YZD, named after the site’s former airport code, occupies a decommissioned airfield in North Toronto. Aviation operations ceased in 2024, marking the closure of a site originally developed for de Havilland aircraft manufacturing and later used as a military air base. The area is now undergoing long-term transformation into a mixed-use urban district composed of seven new neighbourhoods.

At the centre of the project is the former runway. The corridor is being reimagined as a linear civic space connecting future neighbourhoods while supporting mobility, ecological functions, and public use. The brief calls for a set of strategic design guidelines rather than a fixed masterplan. These guidelines will ensure consistency of intent while allowing the runway to evolve incrementally over time.

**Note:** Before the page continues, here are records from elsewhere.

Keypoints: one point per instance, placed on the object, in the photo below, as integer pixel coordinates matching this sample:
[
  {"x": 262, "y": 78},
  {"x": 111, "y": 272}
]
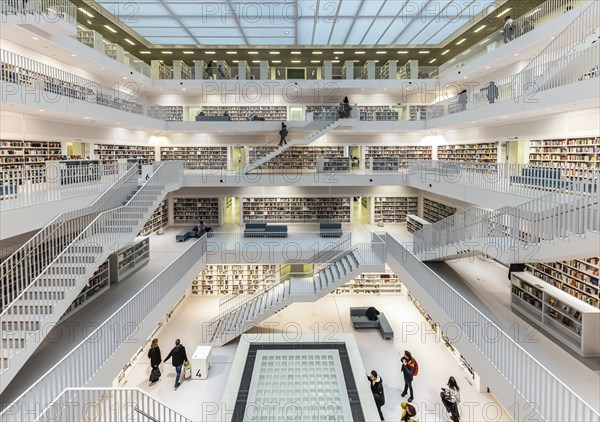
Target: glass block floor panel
[{"x": 298, "y": 385}]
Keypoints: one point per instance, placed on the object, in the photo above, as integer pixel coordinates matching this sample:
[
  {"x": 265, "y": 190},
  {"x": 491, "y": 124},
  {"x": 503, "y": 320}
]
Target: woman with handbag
[
  {"x": 450, "y": 398},
  {"x": 155, "y": 359}
]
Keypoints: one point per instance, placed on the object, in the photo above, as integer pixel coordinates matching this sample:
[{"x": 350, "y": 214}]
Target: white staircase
[
  {"x": 251, "y": 310},
  {"x": 558, "y": 226},
  {"x": 323, "y": 127},
  {"x": 42, "y": 302}
]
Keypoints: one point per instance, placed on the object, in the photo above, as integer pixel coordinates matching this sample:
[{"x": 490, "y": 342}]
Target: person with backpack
[
  {"x": 450, "y": 398},
  {"x": 377, "y": 390},
  {"x": 179, "y": 357},
  {"x": 410, "y": 369},
  {"x": 408, "y": 411},
  {"x": 155, "y": 359},
  {"x": 282, "y": 134}
]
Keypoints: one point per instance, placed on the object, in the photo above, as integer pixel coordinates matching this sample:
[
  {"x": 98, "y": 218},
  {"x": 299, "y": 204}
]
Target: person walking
[
  {"x": 282, "y": 134},
  {"x": 377, "y": 390},
  {"x": 450, "y": 398},
  {"x": 408, "y": 370},
  {"x": 178, "y": 356},
  {"x": 155, "y": 359}
]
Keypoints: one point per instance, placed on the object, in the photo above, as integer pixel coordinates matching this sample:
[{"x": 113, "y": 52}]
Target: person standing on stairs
[
  {"x": 179, "y": 356},
  {"x": 282, "y": 134}
]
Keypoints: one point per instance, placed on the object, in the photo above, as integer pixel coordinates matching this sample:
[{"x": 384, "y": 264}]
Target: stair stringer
[
  {"x": 249, "y": 323},
  {"x": 14, "y": 358},
  {"x": 303, "y": 141}
]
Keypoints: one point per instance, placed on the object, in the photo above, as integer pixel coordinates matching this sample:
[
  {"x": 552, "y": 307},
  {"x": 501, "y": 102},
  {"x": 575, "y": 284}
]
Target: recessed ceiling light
[
  {"x": 85, "y": 12},
  {"x": 502, "y": 13}
]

MVVA’s proposal was selected by a jury chaired by urban designer Ken Greenberg.

The firm leads a multidisciplinary team that includes international and local designers and consultants, such as Henning Larsen, HR&A Advisors, Bruce Mau Design, Trophic Design, Lord Cultural Resources, and Urban Strategies. Together, they will develop the Runway Design Guidelines, establishing principles for hydrology, planting, material systems, access, and long-term programming.

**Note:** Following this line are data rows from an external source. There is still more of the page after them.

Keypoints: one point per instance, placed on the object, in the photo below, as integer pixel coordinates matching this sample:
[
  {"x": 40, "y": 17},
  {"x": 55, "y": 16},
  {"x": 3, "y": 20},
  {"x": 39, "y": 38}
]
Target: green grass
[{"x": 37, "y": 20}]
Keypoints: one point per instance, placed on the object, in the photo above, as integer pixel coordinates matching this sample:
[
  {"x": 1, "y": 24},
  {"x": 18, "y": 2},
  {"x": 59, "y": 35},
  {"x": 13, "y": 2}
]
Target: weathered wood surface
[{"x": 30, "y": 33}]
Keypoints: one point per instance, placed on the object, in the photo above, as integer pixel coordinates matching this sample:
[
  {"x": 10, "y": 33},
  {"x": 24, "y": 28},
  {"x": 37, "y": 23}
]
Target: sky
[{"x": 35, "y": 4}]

The team will join a growing list of acclaimed local and international design firms already involved in the transformation of the former airport lands. The multiple award-winning Downsview Framework Plan, which established the overarching vision for YZD and the surrounding lands, was led by Henning Larsen Architects, KPMB Architects, and SLA, further including offices like Field Operations working on specific parts of this development.

MVVA brings experience from major civic landscapes, including the Port Lands Flood Protection and Biidaasige Park in Toronto. Their work is recognised for combining ecological systems thinking with socially responsive design approaches at multiple scales.

The runway is already functioning as a platform for public engagement. Temporary events such as Play on the Runway have offered a space for cycling, performances, and informal gathering, serving as a test bed for future uses and confirming the spatial potential of the site beyond its former logistical function.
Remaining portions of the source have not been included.